Hayatlı Dindarlık

Hayatlı Dindarlık

Dindar birey, inandığı dinden yararlanarak dünya görüşünü oluşturur. Artık, sistemli, tutarlı, bütünlüklü bir üst bakış oluşturmuş olur. Hayatının bütün safhalarında tutum ve davranışlarını, bu üst bakışın öngördüğü şekilde belirlemeye çalışır. Günlük hayatında karşılaştığı her tekil olay ve olgu karşısında nasıl bir tutum takınıp hangi davranış kalıbını ortaya koyacağını bu üst bakış doğrultusunda, dünya görüşü çerçevesinde oluşturur. Dindarlığının öngördüğü biçimde veya onunla çelişmemeye özen göstererek tavır alır ve davranır. Haliyle, onun hayatı bütünüyle onun dindarlığının izlerini ve rengini taşır, kokusunu verir. Hayatına bakarak, onun dindarlık anlayışını herkes rahatlıkla keşfedebilir.

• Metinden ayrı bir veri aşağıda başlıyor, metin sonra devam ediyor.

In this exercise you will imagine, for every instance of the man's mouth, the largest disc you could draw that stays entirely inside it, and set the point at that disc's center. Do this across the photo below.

Tahkîkî (anlamlandırılmış bilgi ve bilince dayalı) imandan beslenen böylesi bir dindarlığın hayata yansımasında, bölük pörçüklük, karmakarışıklık, tenakuzlar, tutarsızlıklar gibi hastalıklı hâller kolay kolay görülmez. Dindarlık, onun için bir aksesuar değil bir yaşama tarzıdır; birilerine görünme meselesi değil, bir “var olma” meselesidir.  “Olma” yönünde köklü bir tercihte bulunma işidir. Böyle dindarın hayatını izleyenler, görünürlüğüyle çelişen aldatıcı bir unsurun onun hayatında olabileceğine ihtimal veremezler, ona içtenlikle güven duyarlar. Çünkü, söyledikleriyle yaptıkları, özüyle sözü uyumludur. Mevlana’dan ilhamla şöyle diyebiliriz: O, “olduğu gibi görünür, göründüğü gibi olur.”  O, “Yapmadıklarınızı niçin söylersiniz?” şeklindeki ilahî uyarının bilincindedir (Saf suresi, 61:2); bu konuda özenlidir.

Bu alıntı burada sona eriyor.